Dengan sarana jalan yang masih buruk dan melewati beberapa sungai besar, perkiraan saya, Arsyad sudah mulai jalan sekira pukul 10 pagi di Desa Tambu hingga berakhir malam hari di Batusuya. Di desa terakhir ini ia menunggu pekerja film lainnya seperti Liong yang datang dari Kota Palu atau Kota Donggala (Banawa) membawa “kaleng” film baru. Lengkap dengan poster filmnya.
Tentu saja, semua film yang datang ke Pantai Barat sebelumnya pernah diputar di Palu Studio (Kota Palu), Megaria, Muara, maupun Gelora (ketiga yang terakhir bioskop di Kota Donggala).
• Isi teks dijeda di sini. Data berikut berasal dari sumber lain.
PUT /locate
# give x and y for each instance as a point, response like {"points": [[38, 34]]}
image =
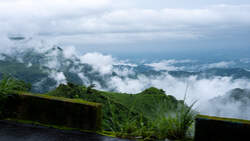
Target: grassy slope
{"points": [[118, 108]]}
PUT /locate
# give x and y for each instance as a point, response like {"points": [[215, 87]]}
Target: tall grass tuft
{"points": [[176, 126]]}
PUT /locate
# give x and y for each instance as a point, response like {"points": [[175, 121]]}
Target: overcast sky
{"points": [[127, 26]]}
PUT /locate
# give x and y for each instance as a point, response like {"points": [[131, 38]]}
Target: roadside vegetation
{"points": [[149, 115]]}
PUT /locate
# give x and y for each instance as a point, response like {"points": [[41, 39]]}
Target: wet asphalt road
{"points": [[10, 131]]}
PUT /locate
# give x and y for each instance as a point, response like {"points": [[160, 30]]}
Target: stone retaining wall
{"points": [[55, 111], [209, 128]]}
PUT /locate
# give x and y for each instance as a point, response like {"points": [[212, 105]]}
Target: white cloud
{"points": [[168, 65], [103, 21], [101, 63], [222, 64]]}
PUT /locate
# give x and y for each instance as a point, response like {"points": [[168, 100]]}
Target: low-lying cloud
{"points": [[103, 21]]}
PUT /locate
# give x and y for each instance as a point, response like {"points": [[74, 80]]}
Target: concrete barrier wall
{"points": [[55, 111], [209, 128]]}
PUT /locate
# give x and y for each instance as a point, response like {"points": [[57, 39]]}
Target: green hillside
{"points": [[144, 115]]}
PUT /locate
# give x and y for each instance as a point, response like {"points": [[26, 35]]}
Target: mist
{"points": [[55, 60]]}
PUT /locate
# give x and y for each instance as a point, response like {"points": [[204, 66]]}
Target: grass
{"points": [[148, 115]]}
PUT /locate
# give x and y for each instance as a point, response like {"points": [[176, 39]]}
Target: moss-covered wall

Sosok yang awalnya rekan kongsi dagang hasil perkebunan H. Nawir di Sinar Dagang ini lupa bagaimana ia ditunjuk menjadi pelantang film. Yang ia tahu persis, ia tiap hari melakukannya selama 20-an tahun hingga bioskop tutup karena datangnya medium hiburan baru lewat televisi. Ia dibantu sekondannya bernama Nasir. Namun, dirinyalah yang mendapatkan jatah terbanyak.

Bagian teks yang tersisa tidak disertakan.